Danach ist der Streitwert vorliegend gem. § 52 Abs. 3 S. 2 GKG zu erhöhen. Es ist angesichts der ruhenden Einspruchsverfahren für die Folgejahre auf den ersten Blick anhand der vorliegenden Akten erkennbar, dass zum Zeitpunkt der Revisionseinlegung offensichtlich absehbare Auswirkungen auf die Höhe der festzusetzenden Umsatzsteuer in den auf die Streitjahre 2006 und 2007 folgenden Besteuerungszeiträumen bestanden. Die Höhe beträgt insgesamt rd. 111.000 €. Nach § 52 Abs. 3 S. 2 GKG darf jedoch die Erhöhung um die Summe der offensichtlich absehbaren Auswirkungen "das Dreifache des Werts nach Satz 1 nicht übersteigen". Das bedeutet für den Streitfall, dass die Erhöhung des Streitwerts auf das Dreifache des durchschnittlichen Streitwerts der Streitjahre 2006 und 2007 begrenzt ist.

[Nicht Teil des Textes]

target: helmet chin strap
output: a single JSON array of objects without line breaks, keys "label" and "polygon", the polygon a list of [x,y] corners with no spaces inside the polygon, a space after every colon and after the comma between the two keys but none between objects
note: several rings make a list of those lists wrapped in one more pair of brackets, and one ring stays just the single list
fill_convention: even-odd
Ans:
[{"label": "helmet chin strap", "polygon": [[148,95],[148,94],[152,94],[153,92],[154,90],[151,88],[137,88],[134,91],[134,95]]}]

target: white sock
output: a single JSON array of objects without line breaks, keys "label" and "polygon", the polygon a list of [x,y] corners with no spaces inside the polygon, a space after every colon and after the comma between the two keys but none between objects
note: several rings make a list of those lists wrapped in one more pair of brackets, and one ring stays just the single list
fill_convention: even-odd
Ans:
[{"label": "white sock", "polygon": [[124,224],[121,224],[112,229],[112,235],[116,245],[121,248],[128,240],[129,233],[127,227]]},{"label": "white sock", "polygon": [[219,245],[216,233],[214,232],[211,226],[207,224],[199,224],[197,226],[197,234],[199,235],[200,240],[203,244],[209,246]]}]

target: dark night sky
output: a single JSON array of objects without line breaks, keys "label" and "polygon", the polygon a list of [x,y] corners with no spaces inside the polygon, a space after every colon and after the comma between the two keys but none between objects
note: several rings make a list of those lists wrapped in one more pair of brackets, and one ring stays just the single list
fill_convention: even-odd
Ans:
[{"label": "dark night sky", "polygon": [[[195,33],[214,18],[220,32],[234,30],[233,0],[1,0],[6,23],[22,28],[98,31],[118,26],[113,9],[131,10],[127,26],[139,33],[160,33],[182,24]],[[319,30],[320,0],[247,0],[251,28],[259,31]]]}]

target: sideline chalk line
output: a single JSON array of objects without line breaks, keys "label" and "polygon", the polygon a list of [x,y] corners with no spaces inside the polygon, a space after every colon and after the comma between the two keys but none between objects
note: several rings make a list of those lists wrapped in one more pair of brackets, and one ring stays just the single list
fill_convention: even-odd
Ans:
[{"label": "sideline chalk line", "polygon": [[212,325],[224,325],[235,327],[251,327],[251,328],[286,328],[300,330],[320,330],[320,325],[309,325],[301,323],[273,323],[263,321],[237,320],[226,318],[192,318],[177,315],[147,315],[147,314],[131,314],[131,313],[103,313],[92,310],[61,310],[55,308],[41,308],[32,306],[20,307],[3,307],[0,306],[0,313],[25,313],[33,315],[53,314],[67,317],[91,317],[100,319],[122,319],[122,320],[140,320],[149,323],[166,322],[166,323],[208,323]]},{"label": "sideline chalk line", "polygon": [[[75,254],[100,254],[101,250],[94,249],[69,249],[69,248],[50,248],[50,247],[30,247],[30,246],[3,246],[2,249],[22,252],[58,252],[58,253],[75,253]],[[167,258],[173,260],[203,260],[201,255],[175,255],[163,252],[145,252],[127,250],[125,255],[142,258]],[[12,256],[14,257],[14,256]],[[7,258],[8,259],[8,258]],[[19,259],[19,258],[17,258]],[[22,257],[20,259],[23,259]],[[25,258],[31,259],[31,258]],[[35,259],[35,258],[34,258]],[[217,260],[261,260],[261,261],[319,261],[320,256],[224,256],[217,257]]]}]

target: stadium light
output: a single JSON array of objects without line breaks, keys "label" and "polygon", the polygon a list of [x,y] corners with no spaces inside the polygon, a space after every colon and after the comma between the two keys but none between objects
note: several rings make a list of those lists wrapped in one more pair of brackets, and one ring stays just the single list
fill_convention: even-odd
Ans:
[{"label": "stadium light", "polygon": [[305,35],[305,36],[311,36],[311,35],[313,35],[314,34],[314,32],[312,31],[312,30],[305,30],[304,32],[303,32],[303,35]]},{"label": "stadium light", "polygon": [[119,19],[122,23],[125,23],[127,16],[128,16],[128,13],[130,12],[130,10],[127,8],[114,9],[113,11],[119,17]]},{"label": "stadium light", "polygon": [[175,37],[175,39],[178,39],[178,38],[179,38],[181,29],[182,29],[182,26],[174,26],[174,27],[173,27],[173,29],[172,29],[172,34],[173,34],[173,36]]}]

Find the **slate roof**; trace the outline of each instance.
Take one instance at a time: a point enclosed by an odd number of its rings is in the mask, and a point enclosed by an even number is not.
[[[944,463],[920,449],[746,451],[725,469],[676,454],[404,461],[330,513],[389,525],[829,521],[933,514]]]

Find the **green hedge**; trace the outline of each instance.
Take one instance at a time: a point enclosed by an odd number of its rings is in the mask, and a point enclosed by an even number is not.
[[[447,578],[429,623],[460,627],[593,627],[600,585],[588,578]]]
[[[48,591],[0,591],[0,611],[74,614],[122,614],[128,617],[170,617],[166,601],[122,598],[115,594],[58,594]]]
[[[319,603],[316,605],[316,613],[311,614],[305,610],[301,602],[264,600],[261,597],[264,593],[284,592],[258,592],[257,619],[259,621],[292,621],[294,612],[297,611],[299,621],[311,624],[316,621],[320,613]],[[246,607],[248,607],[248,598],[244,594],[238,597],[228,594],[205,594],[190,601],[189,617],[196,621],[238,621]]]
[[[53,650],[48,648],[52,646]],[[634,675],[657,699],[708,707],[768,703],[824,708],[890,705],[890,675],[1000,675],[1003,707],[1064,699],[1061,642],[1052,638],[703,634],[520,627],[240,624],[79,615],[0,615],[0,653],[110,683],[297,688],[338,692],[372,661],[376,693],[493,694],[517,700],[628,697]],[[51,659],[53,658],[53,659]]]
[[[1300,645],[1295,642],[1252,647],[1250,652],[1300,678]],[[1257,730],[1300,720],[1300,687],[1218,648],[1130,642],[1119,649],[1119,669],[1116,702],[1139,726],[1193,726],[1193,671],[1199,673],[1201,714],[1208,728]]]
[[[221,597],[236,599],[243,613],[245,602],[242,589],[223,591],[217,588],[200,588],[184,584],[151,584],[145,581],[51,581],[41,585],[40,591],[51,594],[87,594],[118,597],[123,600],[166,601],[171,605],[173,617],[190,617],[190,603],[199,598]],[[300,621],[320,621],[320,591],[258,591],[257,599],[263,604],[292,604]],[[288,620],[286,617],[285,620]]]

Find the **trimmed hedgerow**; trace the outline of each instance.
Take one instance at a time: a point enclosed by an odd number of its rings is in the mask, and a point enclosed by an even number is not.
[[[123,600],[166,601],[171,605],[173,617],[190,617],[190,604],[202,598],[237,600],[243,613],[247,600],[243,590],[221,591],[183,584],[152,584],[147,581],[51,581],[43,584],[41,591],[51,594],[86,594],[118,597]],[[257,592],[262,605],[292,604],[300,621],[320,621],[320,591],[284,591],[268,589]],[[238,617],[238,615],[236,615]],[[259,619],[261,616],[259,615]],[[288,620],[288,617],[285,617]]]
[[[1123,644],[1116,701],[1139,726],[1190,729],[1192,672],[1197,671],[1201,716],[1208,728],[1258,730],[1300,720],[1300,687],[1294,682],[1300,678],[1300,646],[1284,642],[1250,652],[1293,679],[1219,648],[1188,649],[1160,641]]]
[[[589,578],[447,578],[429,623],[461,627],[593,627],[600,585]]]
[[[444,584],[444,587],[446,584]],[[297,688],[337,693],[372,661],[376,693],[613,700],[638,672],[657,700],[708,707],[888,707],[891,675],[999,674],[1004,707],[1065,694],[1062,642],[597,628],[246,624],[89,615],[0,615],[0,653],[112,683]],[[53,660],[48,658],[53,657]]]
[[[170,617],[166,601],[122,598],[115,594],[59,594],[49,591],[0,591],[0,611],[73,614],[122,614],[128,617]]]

Dementsprechend ist vorliegend - in dem nicht nur die Steuerfestsetzung für ein Jahr rechtshängig war - die Erhöhung des Streitwerts nach § 52 Abs. 3 S. 2 GKG auf das Dreifache des Durchschnittswerts der beiden Streitjahre 2006 und 2007 zu begrenzen und der Streitwert (lediglich) auf rd. 61.000 € zu erhöhen. Dieser Betrag ergibt sich aus dem Dreifachen des Durchschnittswerts der umsatzsteuerrechtlichen Auswirkungen in beiden Streitjahren.